On the cost of disability, in our pre-budget submission, we called for an increase of €20 a week in the disability allowance. We saw this really as a minimum increase when you look at the Covid payment, versus what disabled people, through no fault of their own, are asked to live on. The fact that there was only a €5 increase, considering inflation and so on, was insulting. There are significant additional costs to being autistic coming from things like executive functioning; people losing things or needing multiples of things; people often needing specialist equipment, clothing or furniture; the fact that many people have to pay for private therapies; and the fact that many autistic people have poorer health outcomes. These all lead to additional costs.

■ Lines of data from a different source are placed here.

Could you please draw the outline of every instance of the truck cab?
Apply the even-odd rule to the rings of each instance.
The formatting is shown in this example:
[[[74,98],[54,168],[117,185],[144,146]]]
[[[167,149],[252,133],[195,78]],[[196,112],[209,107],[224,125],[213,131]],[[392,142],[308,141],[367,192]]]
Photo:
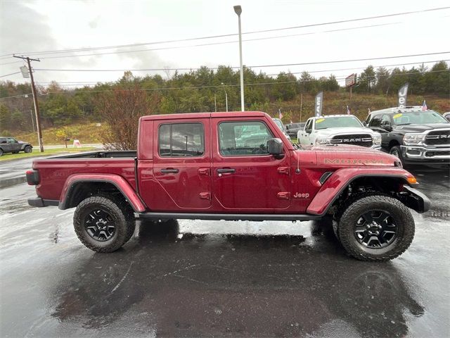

On the equality legislation, I am aware of a ruling by the Workplace Relations Commission against Bus Éireann relating to a child whose accessibility requirements were not met. It is a patchwork quilt and there are barriers to using the existing equality legislation. The level of support people need to make complaints is not understood. The advocacy service is not properly resourced, which is a problem. Another problem lies in the knowledge about autism of people, particularly in the Judiciary. A person might be lucky and encounter someone who understands or a person might encounter someone who does not understand at all.

On the issue of the dossier, one of the biggest problems in what has happened since the dossier issue arose has been what I can only describe as a wall of arrogance from the Departments concerned. There was an opportunity to step away from the technicalities and consider that at the end of the day, two Departments were using the Judiciary to actively prevent people from getting their rights. There has been no recognition of this or no apology. The behaviour of senior officials since then has only made matters worse. The big thing we need is a culture change. One way we can do that is to move to a model where there is somebody there as you go through your access to the service. As we heard from families and self-advocates today, as we interact with State services, we need somebody who is on our side and who is not telling us that he or she does not do that or that he or she cannot help us.